Rudyard Kipling is a divisive figure in British History. In the age of Empire, he was one of the most popular writers in England. But, as the Empire declined, his tag ‘the prophet of British Imperialism’ (George Orwell) became something of an insult. Although the debate rages over the interpretation of his work, the merit of the writing is somewhat without question.
I grew up on the Just So Stories and the Jungle Book. They should be well known, to my British readership at least. In this post I wish to talk about two of Kipling’s poems, My Boy Jack and Common Form.
I know, I know; rarely will you find Kipling’s poetry lauded. Indeed I have never really got along with in general. These two stand out because I can sense the raw emotion behind the writing in such a way as is rare to an uneducated heart like mine.
Kipling wrote both poems about his son, John. As soon as the First World War began, John tried twice to enlist in the military, but was rejected both times on the grounds that his eyesight was too poor. Apparently they were picky in the beginning. Kipling, believing war to be a fine enterprise where one learned how to be a man, and thoroughly enthusiastic about the whole thing, just so happened to be life-long friends with Lord Roberts, commander-in-chief of the British Army, (as you do).
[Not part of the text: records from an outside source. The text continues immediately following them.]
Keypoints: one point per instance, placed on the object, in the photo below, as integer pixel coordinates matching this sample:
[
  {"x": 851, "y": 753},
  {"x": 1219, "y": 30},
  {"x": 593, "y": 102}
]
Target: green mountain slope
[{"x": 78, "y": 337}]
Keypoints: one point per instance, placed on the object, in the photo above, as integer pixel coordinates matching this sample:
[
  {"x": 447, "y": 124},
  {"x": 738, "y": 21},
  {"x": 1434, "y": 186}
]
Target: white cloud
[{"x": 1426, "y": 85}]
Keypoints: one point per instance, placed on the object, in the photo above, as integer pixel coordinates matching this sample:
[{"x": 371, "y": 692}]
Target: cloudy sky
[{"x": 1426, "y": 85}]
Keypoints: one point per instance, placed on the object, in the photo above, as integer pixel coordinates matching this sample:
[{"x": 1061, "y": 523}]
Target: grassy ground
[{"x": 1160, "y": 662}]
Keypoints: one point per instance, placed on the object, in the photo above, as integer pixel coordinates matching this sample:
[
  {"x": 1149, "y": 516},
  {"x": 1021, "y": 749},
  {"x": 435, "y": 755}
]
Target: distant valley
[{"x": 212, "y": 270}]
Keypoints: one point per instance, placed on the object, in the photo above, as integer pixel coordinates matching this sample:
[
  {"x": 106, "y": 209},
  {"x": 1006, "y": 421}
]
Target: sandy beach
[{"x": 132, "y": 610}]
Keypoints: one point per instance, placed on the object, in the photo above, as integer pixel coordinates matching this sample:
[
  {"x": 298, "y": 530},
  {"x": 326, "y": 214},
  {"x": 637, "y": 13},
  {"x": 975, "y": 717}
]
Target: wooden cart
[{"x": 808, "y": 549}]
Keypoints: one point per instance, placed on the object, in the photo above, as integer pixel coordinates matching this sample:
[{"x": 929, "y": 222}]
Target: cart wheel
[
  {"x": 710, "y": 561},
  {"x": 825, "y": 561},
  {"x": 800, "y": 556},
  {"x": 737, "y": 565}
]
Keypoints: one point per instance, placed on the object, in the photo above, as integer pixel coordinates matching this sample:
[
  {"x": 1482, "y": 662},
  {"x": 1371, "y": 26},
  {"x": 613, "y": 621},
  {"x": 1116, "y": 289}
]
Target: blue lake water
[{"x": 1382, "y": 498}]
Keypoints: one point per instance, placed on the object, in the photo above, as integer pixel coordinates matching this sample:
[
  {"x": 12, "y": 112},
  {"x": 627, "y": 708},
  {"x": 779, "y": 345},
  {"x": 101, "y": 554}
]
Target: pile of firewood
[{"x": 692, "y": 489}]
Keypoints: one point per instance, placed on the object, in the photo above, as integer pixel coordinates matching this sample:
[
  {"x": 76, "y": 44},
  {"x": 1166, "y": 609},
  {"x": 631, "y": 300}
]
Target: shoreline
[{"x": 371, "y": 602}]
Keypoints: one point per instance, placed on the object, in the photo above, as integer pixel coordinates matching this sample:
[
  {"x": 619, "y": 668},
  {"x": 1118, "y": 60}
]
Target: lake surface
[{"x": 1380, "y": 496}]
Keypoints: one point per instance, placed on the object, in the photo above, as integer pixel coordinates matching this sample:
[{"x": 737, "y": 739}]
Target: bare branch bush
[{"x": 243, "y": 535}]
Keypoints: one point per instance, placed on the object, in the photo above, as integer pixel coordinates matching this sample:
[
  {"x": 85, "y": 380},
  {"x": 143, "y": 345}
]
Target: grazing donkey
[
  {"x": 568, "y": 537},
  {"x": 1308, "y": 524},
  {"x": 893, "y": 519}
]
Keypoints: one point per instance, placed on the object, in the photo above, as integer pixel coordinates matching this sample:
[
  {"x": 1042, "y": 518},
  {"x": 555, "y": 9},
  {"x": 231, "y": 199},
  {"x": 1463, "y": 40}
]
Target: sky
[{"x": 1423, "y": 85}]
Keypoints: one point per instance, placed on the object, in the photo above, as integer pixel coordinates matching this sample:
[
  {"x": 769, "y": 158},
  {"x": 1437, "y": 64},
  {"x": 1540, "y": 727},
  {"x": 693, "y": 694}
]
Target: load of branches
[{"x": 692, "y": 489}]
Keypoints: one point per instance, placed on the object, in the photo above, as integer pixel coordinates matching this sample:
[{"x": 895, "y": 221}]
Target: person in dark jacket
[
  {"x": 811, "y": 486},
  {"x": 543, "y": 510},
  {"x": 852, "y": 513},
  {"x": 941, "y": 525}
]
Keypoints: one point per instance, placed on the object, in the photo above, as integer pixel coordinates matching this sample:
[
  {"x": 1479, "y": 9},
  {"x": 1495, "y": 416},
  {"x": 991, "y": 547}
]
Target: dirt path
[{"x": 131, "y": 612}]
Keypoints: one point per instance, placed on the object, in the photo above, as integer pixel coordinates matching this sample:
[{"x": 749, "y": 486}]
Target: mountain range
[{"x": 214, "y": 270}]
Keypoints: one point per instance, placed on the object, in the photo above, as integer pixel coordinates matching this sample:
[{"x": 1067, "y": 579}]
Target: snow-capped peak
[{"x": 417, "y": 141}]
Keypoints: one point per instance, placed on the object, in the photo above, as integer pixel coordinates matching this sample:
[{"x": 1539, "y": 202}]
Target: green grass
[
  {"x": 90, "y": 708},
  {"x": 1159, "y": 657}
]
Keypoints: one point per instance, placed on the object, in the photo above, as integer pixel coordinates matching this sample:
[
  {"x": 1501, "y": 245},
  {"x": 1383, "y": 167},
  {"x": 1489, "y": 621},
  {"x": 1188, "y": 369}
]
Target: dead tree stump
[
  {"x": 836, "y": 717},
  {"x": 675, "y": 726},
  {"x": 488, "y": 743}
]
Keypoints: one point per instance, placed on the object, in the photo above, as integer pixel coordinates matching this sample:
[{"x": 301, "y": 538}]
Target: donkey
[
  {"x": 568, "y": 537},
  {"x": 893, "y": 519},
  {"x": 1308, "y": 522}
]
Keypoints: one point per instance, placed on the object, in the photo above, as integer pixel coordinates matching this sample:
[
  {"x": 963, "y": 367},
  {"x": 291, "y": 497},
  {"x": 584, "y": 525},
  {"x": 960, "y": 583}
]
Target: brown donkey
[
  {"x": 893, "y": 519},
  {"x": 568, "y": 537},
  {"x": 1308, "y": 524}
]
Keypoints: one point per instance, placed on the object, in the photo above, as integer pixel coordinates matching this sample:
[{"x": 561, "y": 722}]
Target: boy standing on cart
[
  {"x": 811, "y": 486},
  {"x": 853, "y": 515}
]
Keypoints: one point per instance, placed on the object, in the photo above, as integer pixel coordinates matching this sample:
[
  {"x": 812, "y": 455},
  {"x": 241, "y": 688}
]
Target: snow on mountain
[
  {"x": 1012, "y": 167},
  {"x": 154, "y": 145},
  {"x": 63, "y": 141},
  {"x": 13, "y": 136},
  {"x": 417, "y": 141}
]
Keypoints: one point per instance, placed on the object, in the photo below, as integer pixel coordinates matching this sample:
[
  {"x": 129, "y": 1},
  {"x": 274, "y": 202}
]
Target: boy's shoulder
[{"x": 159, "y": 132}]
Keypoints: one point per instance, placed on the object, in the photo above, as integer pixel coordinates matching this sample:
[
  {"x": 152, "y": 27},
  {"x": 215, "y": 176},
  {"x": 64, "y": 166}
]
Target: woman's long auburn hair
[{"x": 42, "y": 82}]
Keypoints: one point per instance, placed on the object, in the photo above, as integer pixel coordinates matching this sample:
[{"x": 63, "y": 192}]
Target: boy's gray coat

He pulled a few strings and ensured that John was accepted into the Irish Guards.
John was sent into the carnage at Loos (September 1915). He was last seen stumbling through the mud blindly, screaming in agony after an exploding shell ripped his face apart. A body identified as his was not found until 1992. Kipling never forgave himself.
Here are the poems he wrote about the loss. I hope they leave an impression on you as they have done on me.
If any questions
why we died,
because our fathers lied.
My Boy Jack
‘Have you news of my boy Jack?’
Not this tide.
‘When d’you think that he’ll come back?’
Not with this wind blowing, and this tide.
‘Has anyone else had word of him?’
Not this tide.
For what is sunk will hardly swim,
Not with this wind blowing and this tide.
‘Oh, dear, what comfort can I find?’
None this tide,
Nor any tide,
Except he did not shame his kind-
Not even with that wind blowing, and that tide.
Then hold your head up all the more,
And every tide;
Because he was the son you bore,
And gave to that wind blowing and that tide!
Note: although this poem was doubtlessly written with John in mind, it describes a drowning sailor, hence the mention of wind and tide. Before I knew this I always imagined a young man sinking in the mud, with shells falling, and the tide of History swirling around him.